Cette approche no canal s’applique par exemple pour la gestion des retours produits. De nombreux acheteurs en ligne retournent des articles en magasin (49 %) car c’était plus facile ou plus rapide (pour 50 % d’entre eux). Cette pratique est même planifiée par les acheteurs : 27 % d’entre eux affirment acheter plusieurs tailles ou options en prévoyant de retourner ce dont ils ne veulent pas. Cette contrainte du retour produit doit être pris pour Lee Gill comme une opportunité de trafic supplémentaire : « 71 % des répondants achètent fréquemment ou parfois des articles supplémentaires lorsqu'ils retournent des articles en magasin, ce qui signifie que les retours peuvent en fait fournir une occasion de réaliser une vente en offrant des articles alternatifs. »
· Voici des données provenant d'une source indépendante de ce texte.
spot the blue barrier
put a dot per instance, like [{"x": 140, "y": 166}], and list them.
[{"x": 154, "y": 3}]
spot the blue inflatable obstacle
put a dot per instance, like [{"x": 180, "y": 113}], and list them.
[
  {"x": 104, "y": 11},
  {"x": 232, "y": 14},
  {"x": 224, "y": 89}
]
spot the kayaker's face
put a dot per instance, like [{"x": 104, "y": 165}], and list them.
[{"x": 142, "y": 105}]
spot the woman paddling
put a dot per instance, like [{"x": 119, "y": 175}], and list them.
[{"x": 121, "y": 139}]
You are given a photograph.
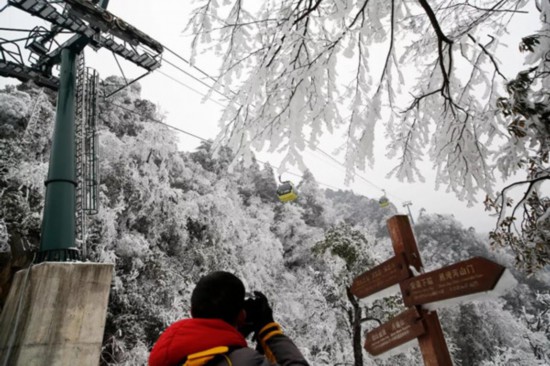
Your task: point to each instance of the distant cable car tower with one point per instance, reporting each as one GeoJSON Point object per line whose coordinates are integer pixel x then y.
{"type": "Point", "coordinates": [286, 191]}
{"type": "Point", "coordinates": [384, 201]}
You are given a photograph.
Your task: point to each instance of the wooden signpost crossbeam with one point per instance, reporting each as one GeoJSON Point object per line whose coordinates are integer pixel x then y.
{"type": "Point", "coordinates": [460, 279]}
{"type": "Point", "coordinates": [386, 274]}
{"type": "Point", "coordinates": [432, 342]}
{"type": "Point", "coordinates": [403, 328]}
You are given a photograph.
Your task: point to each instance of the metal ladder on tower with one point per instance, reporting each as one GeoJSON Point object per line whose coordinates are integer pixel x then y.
{"type": "Point", "coordinates": [91, 143]}
{"type": "Point", "coordinates": [86, 150]}
{"type": "Point", "coordinates": [34, 116]}
{"type": "Point", "coordinates": [80, 121]}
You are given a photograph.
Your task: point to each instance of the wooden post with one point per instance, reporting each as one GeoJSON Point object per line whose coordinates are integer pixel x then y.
{"type": "Point", "coordinates": [432, 342]}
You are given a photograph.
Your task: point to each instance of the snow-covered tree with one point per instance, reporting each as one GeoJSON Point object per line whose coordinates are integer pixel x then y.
{"type": "Point", "coordinates": [296, 69]}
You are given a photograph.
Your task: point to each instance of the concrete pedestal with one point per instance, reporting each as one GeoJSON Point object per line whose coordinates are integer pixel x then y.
{"type": "Point", "coordinates": [55, 315]}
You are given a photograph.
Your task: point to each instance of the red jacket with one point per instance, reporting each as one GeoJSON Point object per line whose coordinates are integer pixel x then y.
{"type": "Point", "coordinates": [189, 336]}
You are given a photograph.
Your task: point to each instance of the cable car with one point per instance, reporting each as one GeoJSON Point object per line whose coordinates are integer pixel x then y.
{"type": "Point", "coordinates": [384, 201]}
{"type": "Point", "coordinates": [286, 191]}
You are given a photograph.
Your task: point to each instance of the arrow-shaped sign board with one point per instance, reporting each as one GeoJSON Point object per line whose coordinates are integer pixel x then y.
{"type": "Point", "coordinates": [463, 278]}
{"type": "Point", "coordinates": [386, 274]}
{"type": "Point", "coordinates": [403, 328]}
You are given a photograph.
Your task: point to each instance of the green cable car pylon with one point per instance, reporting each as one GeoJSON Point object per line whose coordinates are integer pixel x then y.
{"type": "Point", "coordinates": [89, 21]}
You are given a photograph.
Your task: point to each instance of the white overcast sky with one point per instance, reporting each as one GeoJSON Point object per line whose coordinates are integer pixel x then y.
{"type": "Point", "coordinates": [165, 21]}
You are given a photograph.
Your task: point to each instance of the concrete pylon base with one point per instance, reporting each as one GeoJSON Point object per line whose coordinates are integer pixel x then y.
{"type": "Point", "coordinates": [55, 315]}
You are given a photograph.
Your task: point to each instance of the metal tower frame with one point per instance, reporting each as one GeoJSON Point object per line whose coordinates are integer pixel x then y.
{"type": "Point", "coordinates": [72, 182]}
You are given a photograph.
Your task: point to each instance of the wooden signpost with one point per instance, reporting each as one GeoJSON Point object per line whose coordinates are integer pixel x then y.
{"type": "Point", "coordinates": [403, 328]}
{"type": "Point", "coordinates": [464, 278]}
{"type": "Point", "coordinates": [460, 279]}
{"type": "Point", "coordinates": [387, 274]}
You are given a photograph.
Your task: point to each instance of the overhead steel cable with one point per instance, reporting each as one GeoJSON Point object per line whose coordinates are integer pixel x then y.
{"type": "Point", "coordinates": [189, 87]}
{"type": "Point", "coordinates": [197, 79]}
{"type": "Point", "coordinates": [202, 138]}
{"type": "Point", "coordinates": [228, 98]}
{"type": "Point", "coordinates": [195, 67]}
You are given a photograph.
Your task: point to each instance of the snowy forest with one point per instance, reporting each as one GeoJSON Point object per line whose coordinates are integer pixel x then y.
{"type": "Point", "coordinates": [167, 217]}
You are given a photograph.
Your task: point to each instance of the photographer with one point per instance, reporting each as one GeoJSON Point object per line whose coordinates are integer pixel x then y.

Le retour produit, source de trafic et de valeur

L’étude révèle que les acheteurs qui achètent en ligne et récupèrent les produits en magasin effectuent souvent des achats supplémentaires une fois sur place (66 %). Initialement, ils font le choix de cette modalité d’achat pour éviter les frais de livraison à domicile (42 %), obtenir le produit plus tôt (36 %) ou pour plus de commodité que la livraison à domicile (33 %). En revanche, l’exécution magasin doit être parfaite sinon la sanction est lourde : 81 % des répondants ont déclaré être susceptibles de passer à un autre distributeur en ligne pour leurs futurs achats en cas de mauvaise expérience de retour d’article. 

Les clients réclament en général une meilleure communication autour des services logistiques. Ainsi, Niklas Hedin, CEO de Centiro, explique que tenir l’acheteur informé est aussi important pour les distributeurs : « Près de neuf personnes sur dix (87 %) ont déclaré que la capacité à suivre les commandes jusqu’au lieu de livraison influence le choix du distributeur. Les distributeurs doivent suivre le rythme de l'évolution des habitudes de consommation et offrir une plus grande transparence dans la livraison, au risque de perdre des clients à l'avenir. »

Méthodologie
Cette enquête mondiale a été réalisée par Opinium, une agence de veille stratégique, entre fin mai et début juin 2018. Les résultats sont basés sur plus de 12 000 entretiens en ligne avec des personnes interrogées en Asie (2 000 en Chine, 1 000 en Inde), en Europe (2 000 au Royaume-Uni, 1 000 en France, 1 000 en Allemagne, 1 000 en Italie, 1 000 en Suède), en Amérique du Nord (2 000 aux États-Unis) et en Océanie (500 en Australie et 500 en Nouvelle-Zélande).